One user profile, for instance, listed their age as “14.” Their “frequency” showed porn use “several times a week,” sometimes up to three times a day. Their “triggers” were logged as “boredom” and “Sexual Urges.” The app had even assigned a “dependence score” and listed their “symptoms” as “Feeling unmotivated, lack of ambition to pursue goals, difficulty concentrating, poor memory or ‘brain fog.’” It reads less like analytics and more like a vulnerable diary entry — something that was supposed to stay locked away.
The app isn’t being named because the developer still hasn’t fixed the issue. The problem was uncovered by an independent security researcher who asked to remain anonymous. He first flagged it to the app’s creator back in September. The creator said he’d fix it quickly. That didn’t happen. The flaw comes from a misconfiguration in how the app uses Google Firebase, a popular mobile app development platform. By default, Firebase can make it surprisingly easy for anyone to become an “authenticated” user and access backend storage — the digital attic where all the private boxes tend to live if you’re not careful.
Overall, the researcher said he could access information belonging to more than 600,000 users of the porn-quitting app, with roughly 100,000 identifying as minors. That number lands heavy. It’s not abstract. It’s classrooms. It’s school buses. It’s kids who probably assumed they were talking into a void, not a wide-open window.
The app also invites users to write confessions about their habits.
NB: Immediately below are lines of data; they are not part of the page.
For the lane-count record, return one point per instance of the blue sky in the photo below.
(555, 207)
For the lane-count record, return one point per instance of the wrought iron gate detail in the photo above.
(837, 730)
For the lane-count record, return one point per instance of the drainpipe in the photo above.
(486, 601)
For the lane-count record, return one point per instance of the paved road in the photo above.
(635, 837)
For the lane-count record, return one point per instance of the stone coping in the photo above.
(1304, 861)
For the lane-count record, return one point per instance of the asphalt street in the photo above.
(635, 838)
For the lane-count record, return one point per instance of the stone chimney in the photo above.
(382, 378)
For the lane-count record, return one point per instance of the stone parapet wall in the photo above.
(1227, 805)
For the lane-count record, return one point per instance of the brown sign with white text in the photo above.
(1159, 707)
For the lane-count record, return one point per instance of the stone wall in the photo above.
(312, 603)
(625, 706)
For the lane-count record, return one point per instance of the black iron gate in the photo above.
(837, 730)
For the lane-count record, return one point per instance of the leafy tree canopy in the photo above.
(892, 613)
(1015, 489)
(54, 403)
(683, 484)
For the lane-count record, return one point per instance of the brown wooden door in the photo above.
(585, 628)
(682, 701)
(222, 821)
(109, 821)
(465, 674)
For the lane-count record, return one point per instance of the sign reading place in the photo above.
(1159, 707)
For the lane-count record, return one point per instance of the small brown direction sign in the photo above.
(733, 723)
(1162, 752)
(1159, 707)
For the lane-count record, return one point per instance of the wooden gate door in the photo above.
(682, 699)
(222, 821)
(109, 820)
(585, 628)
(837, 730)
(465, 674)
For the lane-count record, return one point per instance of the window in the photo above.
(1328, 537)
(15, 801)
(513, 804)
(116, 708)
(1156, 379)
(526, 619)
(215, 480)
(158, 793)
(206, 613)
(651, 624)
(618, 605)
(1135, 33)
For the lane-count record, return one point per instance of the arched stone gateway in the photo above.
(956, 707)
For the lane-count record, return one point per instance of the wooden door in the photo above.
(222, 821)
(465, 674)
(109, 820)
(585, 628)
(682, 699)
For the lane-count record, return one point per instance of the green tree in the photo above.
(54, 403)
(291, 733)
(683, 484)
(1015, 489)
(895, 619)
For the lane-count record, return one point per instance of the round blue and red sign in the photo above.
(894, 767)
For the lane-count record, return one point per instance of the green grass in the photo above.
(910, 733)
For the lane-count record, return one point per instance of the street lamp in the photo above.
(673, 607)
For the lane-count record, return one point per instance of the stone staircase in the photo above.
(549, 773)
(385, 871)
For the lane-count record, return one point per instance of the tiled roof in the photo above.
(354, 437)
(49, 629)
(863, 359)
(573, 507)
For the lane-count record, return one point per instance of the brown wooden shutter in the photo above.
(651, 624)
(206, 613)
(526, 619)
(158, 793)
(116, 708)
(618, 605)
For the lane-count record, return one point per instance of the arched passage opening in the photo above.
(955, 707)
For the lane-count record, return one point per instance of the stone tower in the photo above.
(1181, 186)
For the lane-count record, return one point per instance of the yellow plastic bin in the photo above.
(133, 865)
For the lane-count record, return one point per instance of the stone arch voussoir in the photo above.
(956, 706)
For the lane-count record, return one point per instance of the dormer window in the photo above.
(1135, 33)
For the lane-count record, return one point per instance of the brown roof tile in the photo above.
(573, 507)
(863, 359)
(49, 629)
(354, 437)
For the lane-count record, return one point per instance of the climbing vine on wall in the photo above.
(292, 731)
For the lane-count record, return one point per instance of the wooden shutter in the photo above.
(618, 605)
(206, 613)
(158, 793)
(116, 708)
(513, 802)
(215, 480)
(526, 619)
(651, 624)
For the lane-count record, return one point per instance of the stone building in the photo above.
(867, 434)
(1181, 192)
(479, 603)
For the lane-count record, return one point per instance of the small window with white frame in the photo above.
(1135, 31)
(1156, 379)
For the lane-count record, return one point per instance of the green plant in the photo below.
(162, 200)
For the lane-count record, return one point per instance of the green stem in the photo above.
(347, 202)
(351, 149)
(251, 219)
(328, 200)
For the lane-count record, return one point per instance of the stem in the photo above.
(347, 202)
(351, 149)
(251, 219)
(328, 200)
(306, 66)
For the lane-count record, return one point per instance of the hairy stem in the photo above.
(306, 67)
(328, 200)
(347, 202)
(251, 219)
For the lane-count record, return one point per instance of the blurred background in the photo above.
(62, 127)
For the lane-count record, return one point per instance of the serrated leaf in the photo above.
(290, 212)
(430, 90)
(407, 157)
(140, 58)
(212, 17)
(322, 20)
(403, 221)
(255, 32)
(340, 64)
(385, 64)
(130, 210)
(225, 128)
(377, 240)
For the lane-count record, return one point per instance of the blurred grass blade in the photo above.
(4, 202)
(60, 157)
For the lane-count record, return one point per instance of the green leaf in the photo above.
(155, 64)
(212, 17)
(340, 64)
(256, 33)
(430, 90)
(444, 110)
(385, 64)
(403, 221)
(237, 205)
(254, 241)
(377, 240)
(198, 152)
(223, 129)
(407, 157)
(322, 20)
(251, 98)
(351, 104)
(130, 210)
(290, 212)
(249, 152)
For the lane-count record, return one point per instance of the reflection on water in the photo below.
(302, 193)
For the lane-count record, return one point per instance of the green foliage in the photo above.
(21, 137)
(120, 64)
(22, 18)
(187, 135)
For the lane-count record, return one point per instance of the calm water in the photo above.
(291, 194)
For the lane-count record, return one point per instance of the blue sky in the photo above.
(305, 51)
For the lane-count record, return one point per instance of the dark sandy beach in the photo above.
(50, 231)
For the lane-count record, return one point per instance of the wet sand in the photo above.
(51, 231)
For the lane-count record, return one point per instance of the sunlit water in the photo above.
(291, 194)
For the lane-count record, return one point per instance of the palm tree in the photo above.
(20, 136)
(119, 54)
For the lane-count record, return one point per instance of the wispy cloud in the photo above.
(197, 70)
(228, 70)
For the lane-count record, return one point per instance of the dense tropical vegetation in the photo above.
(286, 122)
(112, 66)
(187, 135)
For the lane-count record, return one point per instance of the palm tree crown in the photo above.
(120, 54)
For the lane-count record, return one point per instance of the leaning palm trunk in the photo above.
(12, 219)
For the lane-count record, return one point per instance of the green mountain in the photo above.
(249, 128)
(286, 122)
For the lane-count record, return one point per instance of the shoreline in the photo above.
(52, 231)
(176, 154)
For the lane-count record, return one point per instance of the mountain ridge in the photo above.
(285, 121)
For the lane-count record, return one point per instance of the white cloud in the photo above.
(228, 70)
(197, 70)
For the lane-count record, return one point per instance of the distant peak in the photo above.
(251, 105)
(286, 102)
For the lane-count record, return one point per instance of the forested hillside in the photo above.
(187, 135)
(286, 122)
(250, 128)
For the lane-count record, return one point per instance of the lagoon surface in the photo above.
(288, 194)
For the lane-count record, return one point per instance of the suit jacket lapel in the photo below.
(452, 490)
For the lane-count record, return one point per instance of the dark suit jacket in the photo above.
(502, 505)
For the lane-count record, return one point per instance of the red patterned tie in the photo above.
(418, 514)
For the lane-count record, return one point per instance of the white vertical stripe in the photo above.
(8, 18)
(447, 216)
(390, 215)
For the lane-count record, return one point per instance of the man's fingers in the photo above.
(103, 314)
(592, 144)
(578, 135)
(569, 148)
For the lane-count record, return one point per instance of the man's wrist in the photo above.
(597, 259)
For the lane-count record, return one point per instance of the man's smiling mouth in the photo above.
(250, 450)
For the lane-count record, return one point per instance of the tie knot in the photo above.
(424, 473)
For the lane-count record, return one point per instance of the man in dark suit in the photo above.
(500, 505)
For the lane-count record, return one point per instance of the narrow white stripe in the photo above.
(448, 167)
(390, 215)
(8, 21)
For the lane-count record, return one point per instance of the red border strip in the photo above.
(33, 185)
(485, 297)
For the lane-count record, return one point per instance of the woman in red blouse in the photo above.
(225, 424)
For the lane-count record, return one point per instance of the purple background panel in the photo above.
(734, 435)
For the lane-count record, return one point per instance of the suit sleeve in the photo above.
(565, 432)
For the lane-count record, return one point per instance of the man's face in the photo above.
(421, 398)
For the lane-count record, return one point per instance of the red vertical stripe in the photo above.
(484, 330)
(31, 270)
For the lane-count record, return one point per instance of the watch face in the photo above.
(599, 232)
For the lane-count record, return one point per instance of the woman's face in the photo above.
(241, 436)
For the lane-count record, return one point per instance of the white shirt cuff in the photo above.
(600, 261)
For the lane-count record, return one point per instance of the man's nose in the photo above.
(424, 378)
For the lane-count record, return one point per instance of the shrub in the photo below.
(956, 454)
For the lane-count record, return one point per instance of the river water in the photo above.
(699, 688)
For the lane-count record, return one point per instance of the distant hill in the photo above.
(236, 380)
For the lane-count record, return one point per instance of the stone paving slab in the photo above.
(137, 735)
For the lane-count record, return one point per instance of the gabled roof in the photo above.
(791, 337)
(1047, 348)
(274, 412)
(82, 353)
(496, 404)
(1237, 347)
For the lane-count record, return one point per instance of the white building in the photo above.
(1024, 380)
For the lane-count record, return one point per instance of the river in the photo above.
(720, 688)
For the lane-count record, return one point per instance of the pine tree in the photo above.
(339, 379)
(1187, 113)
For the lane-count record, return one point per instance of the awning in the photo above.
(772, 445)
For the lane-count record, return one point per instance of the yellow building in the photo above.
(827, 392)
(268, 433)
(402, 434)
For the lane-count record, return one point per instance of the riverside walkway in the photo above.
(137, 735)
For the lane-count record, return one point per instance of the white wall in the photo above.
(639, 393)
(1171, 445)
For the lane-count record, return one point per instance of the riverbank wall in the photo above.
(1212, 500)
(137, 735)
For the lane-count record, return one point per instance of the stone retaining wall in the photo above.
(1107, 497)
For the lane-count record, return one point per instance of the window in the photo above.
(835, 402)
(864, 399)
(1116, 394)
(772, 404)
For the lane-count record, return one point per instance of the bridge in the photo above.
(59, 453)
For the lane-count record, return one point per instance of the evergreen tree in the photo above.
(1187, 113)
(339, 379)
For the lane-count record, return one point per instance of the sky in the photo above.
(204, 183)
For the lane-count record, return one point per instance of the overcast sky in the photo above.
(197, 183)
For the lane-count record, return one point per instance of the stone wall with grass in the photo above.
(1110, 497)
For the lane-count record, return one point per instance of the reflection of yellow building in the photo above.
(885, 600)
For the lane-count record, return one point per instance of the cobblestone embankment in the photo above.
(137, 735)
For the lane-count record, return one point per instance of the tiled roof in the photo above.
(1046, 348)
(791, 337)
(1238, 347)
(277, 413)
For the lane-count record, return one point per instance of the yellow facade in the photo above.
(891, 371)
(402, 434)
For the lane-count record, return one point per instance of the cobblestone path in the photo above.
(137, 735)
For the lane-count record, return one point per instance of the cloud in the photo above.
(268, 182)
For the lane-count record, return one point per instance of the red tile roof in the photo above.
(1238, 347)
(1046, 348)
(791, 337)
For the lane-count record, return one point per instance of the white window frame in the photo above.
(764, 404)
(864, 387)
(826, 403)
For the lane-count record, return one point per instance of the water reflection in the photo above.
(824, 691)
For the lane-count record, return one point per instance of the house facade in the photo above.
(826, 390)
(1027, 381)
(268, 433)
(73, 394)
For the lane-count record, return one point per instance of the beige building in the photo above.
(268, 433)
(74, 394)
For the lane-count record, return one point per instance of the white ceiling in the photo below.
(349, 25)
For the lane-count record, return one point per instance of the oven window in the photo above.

One of them read: “I just can’t do this man I honestly don’t know what to do know more, such a loser, I need serious help.” You can almost hear the frustration in that sentence — the messy spelling, the emotional spill. That’s not data. That’s a human having a rough night.
When reached by phone, the creator of the app said he had spoken with the researcher but claimed the app never exposed any user data due to a misconfigured Google Firebase. He suggested the researcher may have fabricated the data that was reviewed.
“There is no sensitive information exposed, that’s just not true,” the founder said. “These users are not in my database, so, like, I just don’t give this guy attention. I just think it’s a bit of a joke.”
When asked why he previously thanked the researcher for responsibly disclosing the misconfiguration and said he would rush to fix it, he wished me a good day and hung up. One of those conversations that ends abruptly, leaving a strange quiet buzzing in the room.
After the call, an account was created on the app. The researcher was then able to see that new account appear inside the misconfigured Google Firebase environment — confirmation that user information was still exposed and accessible. Sometimes reality has a way of answering arguments faster than any debate ever could.
This type of Google Firebase misconfiguration isn’t new. Security researchers have been talking about it for years, and it continues to surface today. It’s one of those problems that feels boring until it suddenly isn’t — until someone’s real life data is sitting out in the open.
Dan Guido, CEO of cybersecurity research and consulting firm Trail of Bits, said in an email that this Firebase issue is “a well known weakness” and easy to find. He recently noted on X that Trail of Bits was able to build a tool using Claude to scan for this vulnerability in just 30 minutes.
“If anyone is best positioned to implement guardrails at scale, it is Google/Firebase themselves. They can detect ‘open rules’ in a user’s account and warn loudly, block production configs, or require explicit acknowledgement,” he said. “Amazon has done this successfully for S3.” S3 is a cloud storage product from AWS that previously struggled with similar data exposure issues due to misconfigurations.
The researcher who uncovered the app’s vulnerability added that this insecure setup is often the default in Google Firebase. He also pointed a finger at Apple, arguing that apps should be reviewed for backend security issues before being allowed into the App Store.
“Apple will literally decline an app from the App Store if a button is two pixels too wide against their design guidelines, but they don’t, and they don’t check anything to do with the back end database security you can find online,” he said. It’s one of those comments that lands with an uncomfortable kind of truth — polished surfaces, shaky foundations.
Apple and Google did not respond to requests for comment.
And that’s the part that lingers. People trusted this app with their most awkward truths, their late-night regrets, their quiet attempts at self-control. Some of them were kids. They weren’t posting for an audience. They were whispering into what they thought was a locked room. Turns out the door was never really closed.